Book Review: Anticipating the Market:
The Value of Business Models

Haim Kilov
Cutter Consortium, Executive Report, Vol.5, No. 1, 2002

Other Reviews

It is a measure of the pervasive power of UML that doughty advocates of other notations and methods, such as Ian Graham and Haim Kilov should succumb to its temptations. This report is in one way a traditional plea from Kilov for more precision and formality in business process modelling: something in line with his consultancy and life's work. But it is also a clear recognition that the message, if it is to be heard at all, must now be phrased in the lingua franca of modelling. For it is not only for software or even for system models that the UML is becoming the de facto common language: its reach is visibly extending to the boardroom as well.

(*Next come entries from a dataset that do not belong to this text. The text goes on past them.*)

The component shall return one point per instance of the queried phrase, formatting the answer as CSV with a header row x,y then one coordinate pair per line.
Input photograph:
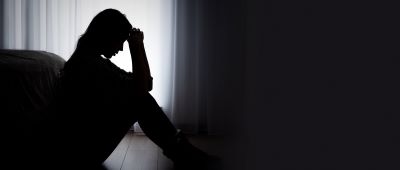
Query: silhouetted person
x,y
99,102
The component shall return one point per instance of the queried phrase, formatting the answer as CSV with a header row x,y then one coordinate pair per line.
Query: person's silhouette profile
x,y
99,102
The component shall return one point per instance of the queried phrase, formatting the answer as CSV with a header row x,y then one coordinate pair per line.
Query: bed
x,y
28,82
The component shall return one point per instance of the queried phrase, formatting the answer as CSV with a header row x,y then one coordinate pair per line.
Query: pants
x,y
81,139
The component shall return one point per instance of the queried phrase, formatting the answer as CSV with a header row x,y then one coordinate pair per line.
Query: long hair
x,y
106,25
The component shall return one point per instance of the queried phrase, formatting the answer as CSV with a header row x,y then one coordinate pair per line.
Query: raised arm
x,y
140,65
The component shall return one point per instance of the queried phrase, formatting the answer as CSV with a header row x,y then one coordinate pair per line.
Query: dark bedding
x,y
27,79
27,86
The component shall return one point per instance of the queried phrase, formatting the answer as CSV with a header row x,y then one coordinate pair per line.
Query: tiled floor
x,y
137,152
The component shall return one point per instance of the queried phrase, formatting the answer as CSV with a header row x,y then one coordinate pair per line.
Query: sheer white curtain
x,y
172,46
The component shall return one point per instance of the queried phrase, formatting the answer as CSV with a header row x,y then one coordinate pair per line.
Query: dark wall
x,y
305,84
321,87
1,23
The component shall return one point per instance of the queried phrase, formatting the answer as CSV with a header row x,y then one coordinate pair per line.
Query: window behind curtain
x,y
55,26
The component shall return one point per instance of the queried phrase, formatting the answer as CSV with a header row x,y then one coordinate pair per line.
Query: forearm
x,y
140,66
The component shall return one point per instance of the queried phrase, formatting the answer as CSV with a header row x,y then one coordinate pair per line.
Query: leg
x,y
154,123
160,130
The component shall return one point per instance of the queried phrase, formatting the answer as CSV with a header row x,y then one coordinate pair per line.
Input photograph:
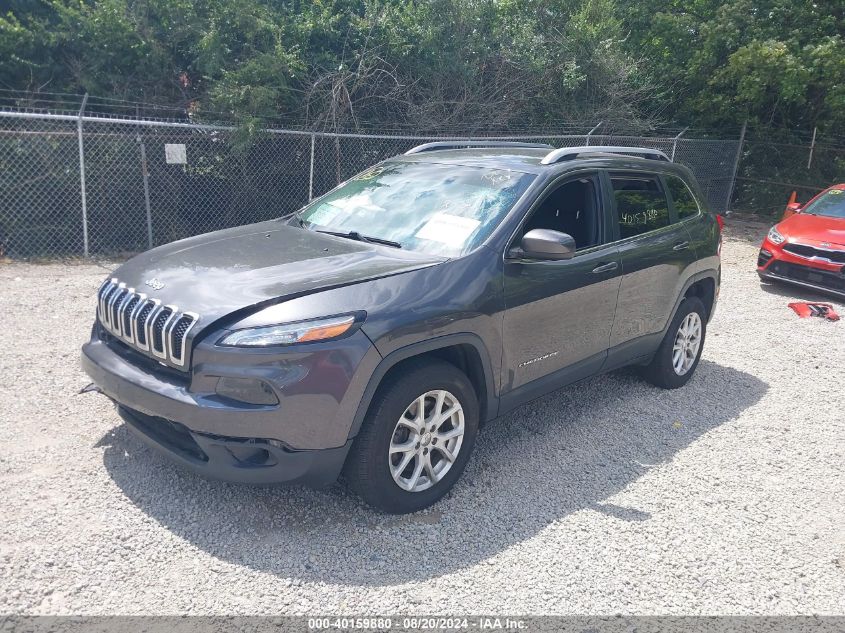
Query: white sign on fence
x,y
175,154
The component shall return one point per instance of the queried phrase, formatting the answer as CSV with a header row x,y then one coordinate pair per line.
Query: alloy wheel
x,y
687,344
426,440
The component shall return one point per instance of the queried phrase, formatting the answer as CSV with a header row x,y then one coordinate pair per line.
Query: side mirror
x,y
792,206
791,209
544,244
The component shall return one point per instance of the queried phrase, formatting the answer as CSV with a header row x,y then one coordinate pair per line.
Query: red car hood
x,y
814,229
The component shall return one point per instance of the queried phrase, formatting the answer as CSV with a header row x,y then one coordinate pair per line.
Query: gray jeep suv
x,y
371,333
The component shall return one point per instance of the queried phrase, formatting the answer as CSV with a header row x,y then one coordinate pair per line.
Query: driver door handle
x,y
603,268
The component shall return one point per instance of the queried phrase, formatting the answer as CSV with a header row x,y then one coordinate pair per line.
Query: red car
x,y
807,247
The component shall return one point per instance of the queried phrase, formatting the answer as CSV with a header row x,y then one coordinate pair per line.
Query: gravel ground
x,y
725,497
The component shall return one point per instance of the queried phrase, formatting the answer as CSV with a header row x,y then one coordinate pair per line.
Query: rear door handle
x,y
606,267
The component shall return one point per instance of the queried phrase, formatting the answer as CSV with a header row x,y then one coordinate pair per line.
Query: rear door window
x,y
685,203
641,204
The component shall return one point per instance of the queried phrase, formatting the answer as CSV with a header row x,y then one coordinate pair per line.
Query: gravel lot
x,y
725,497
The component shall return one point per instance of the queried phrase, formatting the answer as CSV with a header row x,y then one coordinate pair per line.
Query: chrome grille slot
x,y
157,325
112,310
140,323
144,323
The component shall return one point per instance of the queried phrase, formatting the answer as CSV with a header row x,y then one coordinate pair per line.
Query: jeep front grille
x,y
134,318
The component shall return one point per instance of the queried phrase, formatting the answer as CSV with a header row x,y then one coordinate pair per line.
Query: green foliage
x,y
471,63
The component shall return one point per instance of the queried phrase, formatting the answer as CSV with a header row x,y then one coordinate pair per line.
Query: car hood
x,y
220,273
814,229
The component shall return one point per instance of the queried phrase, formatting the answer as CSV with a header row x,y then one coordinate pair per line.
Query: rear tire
x,y
416,439
677,357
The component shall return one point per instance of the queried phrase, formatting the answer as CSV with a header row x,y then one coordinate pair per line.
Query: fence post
x,y
146,175
590,133
675,143
812,147
311,172
82,175
736,168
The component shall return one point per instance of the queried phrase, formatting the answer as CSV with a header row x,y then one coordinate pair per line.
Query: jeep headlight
x,y
290,333
775,236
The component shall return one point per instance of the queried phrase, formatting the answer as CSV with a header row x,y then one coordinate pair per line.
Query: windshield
x,y
438,209
830,204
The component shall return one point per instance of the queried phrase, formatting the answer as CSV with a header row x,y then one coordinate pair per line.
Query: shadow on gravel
x,y
798,293
565,453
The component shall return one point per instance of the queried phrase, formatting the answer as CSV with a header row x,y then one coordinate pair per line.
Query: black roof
x,y
528,160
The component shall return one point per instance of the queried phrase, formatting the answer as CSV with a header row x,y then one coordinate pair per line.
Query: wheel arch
x,y
702,286
464,350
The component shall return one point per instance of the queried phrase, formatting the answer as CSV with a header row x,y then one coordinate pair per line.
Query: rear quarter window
x,y
641,204
685,203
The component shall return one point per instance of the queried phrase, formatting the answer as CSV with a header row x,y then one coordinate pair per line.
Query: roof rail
x,y
569,153
430,147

There is in fact one example of a traditional Kilov Object Relationship Diagram in this report; but it is at once followed by its equivalent in UML, represented as a class hierarchy. Kilov is careful to argue the semantics of the UML subtype relationship (there is a triangular arrowhead pointing up to the parent class): he requires it to mean exclusive and exhaustive subtyping, which is not necessarily what everyone would assume - experts notoriously disagree about UML's semantics. Similarly, he makes use of the UML composition relationship (the one with the diamond attached to the parent class box) to define his own stereotypes for 'assembly', 'ordered', 'hierarchical' and the like, without noticeable change to the meaning of his models.

The core message of the report is simply that modelling with vague tools like box-and-stick diagrams is pretty risky, even if they result in what Kilov mockingly brands 'beautiful graphics'. Equally, modelling by example (as with concrete scenarios) or by analogy (as with the use of terms borrowed from other fields) is dangerously loose. Kilov objects explicitly to the use of natural language, quoting Dijkstra to this effect, though he accepts that

"If we look at the language of the offers and contracts we deal with, we see that they are formulated in a very stylized English or 'legalese' for the purpose of achieving clarity and precision. Anything 'more natural' or colloquial would be too imprecise and ambiguous".

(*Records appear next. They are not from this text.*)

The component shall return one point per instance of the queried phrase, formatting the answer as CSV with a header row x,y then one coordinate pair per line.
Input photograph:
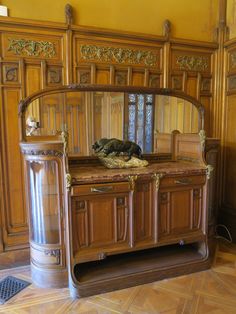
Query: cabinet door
x,y
180,212
143,212
100,221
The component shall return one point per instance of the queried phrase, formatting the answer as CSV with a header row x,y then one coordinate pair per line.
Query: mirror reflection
x,y
89,116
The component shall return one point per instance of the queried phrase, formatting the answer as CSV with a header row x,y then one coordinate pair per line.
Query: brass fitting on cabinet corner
x,y
132,180
157,178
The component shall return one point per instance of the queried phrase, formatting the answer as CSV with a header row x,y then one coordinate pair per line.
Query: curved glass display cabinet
x,y
102,229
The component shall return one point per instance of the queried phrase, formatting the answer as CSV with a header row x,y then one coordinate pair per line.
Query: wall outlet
x,y
3,10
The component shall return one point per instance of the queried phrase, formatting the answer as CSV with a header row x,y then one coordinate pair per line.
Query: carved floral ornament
x,y
32,48
192,63
118,55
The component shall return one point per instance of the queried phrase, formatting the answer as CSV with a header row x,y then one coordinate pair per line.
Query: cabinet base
x,y
49,278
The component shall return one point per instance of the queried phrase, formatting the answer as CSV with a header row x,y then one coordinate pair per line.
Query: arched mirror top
x,y
147,116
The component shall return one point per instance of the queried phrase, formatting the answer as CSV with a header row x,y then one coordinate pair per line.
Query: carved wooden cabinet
x,y
98,229
100,219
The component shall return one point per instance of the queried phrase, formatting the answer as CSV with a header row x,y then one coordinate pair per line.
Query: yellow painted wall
x,y
190,19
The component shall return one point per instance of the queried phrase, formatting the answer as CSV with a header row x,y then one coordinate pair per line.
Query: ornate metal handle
x,y
102,189
183,181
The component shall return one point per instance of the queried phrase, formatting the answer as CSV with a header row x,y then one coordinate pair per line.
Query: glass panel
x,y
44,201
140,121
90,116
132,118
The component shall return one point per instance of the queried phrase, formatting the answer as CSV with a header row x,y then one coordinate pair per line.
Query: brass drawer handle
x,y
102,189
183,181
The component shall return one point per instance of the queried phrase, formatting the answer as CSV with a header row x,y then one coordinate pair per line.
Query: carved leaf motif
x,y
118,55
54,76
32,48
193,63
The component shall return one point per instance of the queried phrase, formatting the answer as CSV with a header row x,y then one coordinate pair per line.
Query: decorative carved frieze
x,y
192,63
11,73
54,153
32,48
54,76
232,82
154,81
121,78
118,55
177,82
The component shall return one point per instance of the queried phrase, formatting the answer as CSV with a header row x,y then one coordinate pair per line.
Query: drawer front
x,y
98,189
179,181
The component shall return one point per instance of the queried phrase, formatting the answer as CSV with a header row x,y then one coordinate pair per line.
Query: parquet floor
x,y
208,292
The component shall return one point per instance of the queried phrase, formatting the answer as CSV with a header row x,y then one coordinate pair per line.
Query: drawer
x,y
95,189
182,181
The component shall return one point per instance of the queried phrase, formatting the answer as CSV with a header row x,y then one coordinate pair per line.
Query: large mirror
x,y
145,118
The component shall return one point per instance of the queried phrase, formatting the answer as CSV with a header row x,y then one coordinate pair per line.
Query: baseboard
x,y
227,217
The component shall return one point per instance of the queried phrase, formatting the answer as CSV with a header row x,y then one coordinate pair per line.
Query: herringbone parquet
x,y
208,292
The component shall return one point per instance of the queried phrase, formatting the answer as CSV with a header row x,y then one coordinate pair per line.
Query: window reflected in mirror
x,y
145,119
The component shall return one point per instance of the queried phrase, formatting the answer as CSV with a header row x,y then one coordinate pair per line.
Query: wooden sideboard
x,y
97,229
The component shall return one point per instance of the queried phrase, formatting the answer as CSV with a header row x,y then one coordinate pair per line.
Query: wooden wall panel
x,y
15,220
30,60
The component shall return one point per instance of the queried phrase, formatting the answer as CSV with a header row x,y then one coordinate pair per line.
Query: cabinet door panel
x,y
101,221
180,213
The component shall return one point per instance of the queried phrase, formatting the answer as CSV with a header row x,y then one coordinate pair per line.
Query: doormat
x,y
10,286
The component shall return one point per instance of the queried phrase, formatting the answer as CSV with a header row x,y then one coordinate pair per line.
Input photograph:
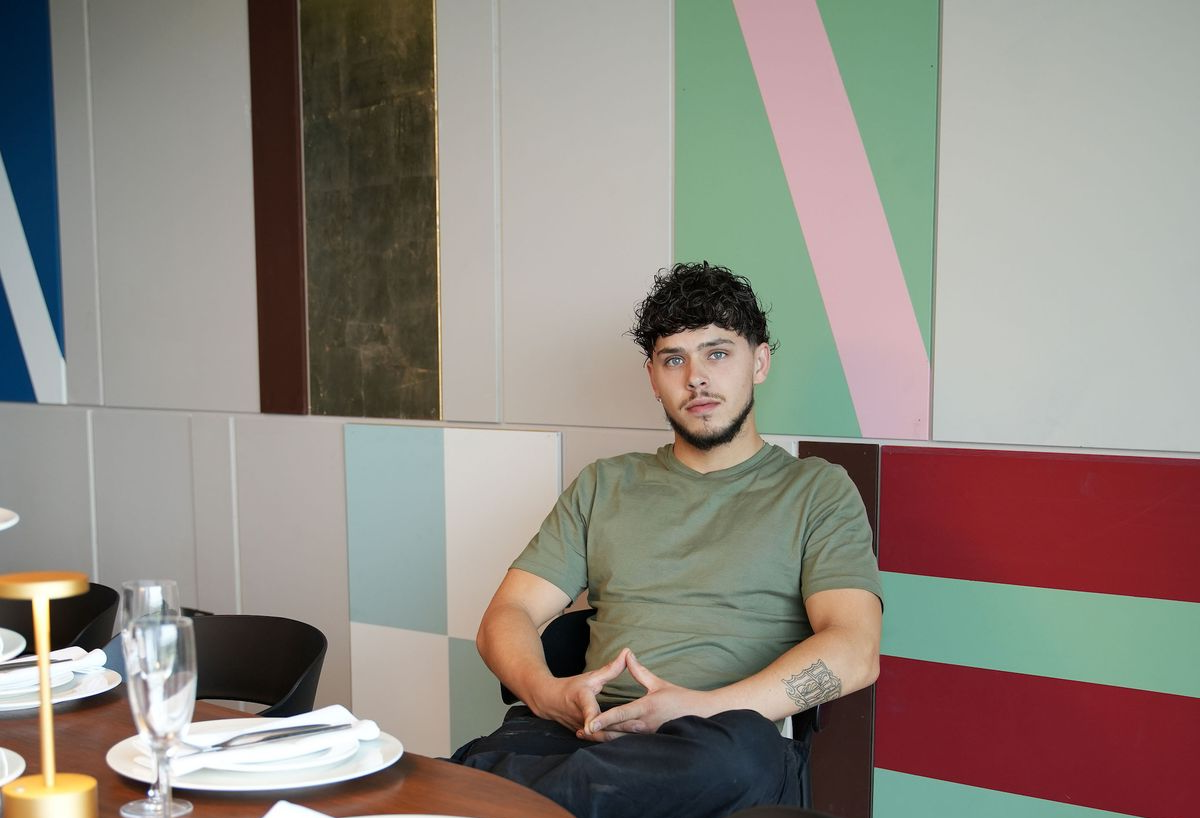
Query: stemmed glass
x,y
160,666
147,597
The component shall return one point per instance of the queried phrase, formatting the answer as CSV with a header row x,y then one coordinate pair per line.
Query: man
x,y
733,584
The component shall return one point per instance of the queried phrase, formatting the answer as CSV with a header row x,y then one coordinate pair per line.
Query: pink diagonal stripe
x,y
841,216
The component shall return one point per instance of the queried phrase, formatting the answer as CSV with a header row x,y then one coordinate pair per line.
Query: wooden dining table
x,y
87,728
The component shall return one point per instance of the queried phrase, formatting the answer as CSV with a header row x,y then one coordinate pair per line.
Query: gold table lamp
x,y
52,794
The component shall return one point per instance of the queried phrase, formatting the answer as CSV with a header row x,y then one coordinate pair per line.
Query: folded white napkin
x,y
184,761
79,661
289,810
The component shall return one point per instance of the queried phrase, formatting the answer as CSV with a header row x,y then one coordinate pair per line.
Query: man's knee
x,y
737,745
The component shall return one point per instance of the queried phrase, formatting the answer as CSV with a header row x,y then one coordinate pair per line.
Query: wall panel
x,y
468,221
77,203
174,204
46,477
586,204
217,581
145,515
292,531
1059,589
1068,192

There is something to be said for this -- use very careful English combined with accurate diagrams with definite meanings. We have all seen waffly reports and useless diagrams. It is certainly a more attractive and practical option than attempting to define everything in models, as the discredited use of Dataflow diagrams to specify processes and systems shows.

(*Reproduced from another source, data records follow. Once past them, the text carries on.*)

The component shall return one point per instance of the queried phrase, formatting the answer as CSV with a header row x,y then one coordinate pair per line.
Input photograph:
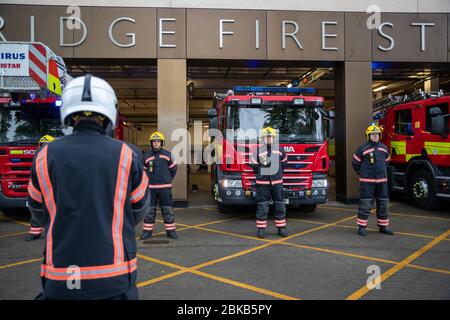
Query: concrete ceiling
x,y
135,82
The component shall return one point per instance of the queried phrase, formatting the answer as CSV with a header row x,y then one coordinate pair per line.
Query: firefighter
x,y
268,162
161,168
369,162
90,191
36,228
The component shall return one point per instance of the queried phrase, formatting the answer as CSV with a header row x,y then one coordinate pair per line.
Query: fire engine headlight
x,y
228,183
320,183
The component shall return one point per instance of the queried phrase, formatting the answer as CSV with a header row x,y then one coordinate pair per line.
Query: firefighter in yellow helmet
x,y
268,162
45,139
36,228
369,162
161,168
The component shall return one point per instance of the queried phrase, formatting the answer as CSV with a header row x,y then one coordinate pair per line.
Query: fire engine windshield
x,y
27,124
295,124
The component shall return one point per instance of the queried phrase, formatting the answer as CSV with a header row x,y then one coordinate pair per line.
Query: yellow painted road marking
x,y
244,286
338,252
20,263
370,229
281,240
209,276
238,254
161,278
428,269
15,221
187,226
13,234
391,213
364,290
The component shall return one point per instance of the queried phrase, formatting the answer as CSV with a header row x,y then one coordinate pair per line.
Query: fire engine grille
x,y
19,83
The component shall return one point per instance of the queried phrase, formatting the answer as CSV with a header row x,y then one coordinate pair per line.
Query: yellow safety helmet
x,y
268,131
157,136
373,128
46,139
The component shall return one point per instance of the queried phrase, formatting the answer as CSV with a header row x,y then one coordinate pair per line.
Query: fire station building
x,y
166,59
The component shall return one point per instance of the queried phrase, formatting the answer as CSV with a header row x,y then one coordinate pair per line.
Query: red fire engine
x,y
31,81
416,130
299,120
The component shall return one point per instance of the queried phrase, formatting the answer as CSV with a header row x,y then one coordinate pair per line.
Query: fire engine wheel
x,y
422,190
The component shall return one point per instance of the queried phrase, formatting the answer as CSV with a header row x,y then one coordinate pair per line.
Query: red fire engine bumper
x,y
7,202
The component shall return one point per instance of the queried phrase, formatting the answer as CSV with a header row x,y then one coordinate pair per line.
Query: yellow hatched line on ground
x,y
391,213
239,254
183,270
364,290
338,252
187,226
160,233
13,234
370,229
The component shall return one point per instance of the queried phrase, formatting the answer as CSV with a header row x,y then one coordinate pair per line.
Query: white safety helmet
x,y
89,93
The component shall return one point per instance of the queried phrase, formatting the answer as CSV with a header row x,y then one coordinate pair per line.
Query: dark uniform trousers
x,y
368,192
163,198
263,193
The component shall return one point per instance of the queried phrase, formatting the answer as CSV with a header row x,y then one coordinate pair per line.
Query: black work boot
x,y
261,233
282,231
146,234
362,231
32,237
386,230
171,234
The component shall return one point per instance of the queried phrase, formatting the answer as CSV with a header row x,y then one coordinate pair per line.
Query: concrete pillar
x,y
172,114
431,85
353,115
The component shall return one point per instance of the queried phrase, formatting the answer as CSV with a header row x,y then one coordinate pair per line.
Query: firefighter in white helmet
x,y
369,162
91,191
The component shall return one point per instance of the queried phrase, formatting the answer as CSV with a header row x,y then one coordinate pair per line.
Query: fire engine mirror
x,y
212,113
213,123
316,115
330,127
438,125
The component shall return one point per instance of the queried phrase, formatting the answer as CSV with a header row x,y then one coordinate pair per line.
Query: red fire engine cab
x,y
416,130
299,120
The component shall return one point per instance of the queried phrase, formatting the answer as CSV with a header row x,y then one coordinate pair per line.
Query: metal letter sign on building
x,y
129,32
14,60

There is much in this short report to agree with. Although it is in a way sad that much of the diversity and richness of visual language should be dying out, it is going to be far easier for engineers from different disciplines to share models if they are all expressed in the same language. I think we should welcome the use of UML for business models.

Business modellers new to UML, and/or unused to describing processes precisely, may well find this report both eye-opening and a friendly and helpful introduction to the subject. Kilov's book 'Business Specifications' of course provides much more detail; I do not think anyone who had studied this report would find the book's use of Kilov's now old notation at all difficult, and it would form a useful exercise for readers to translate some of the diagrams into UML using their favourite modelling tool.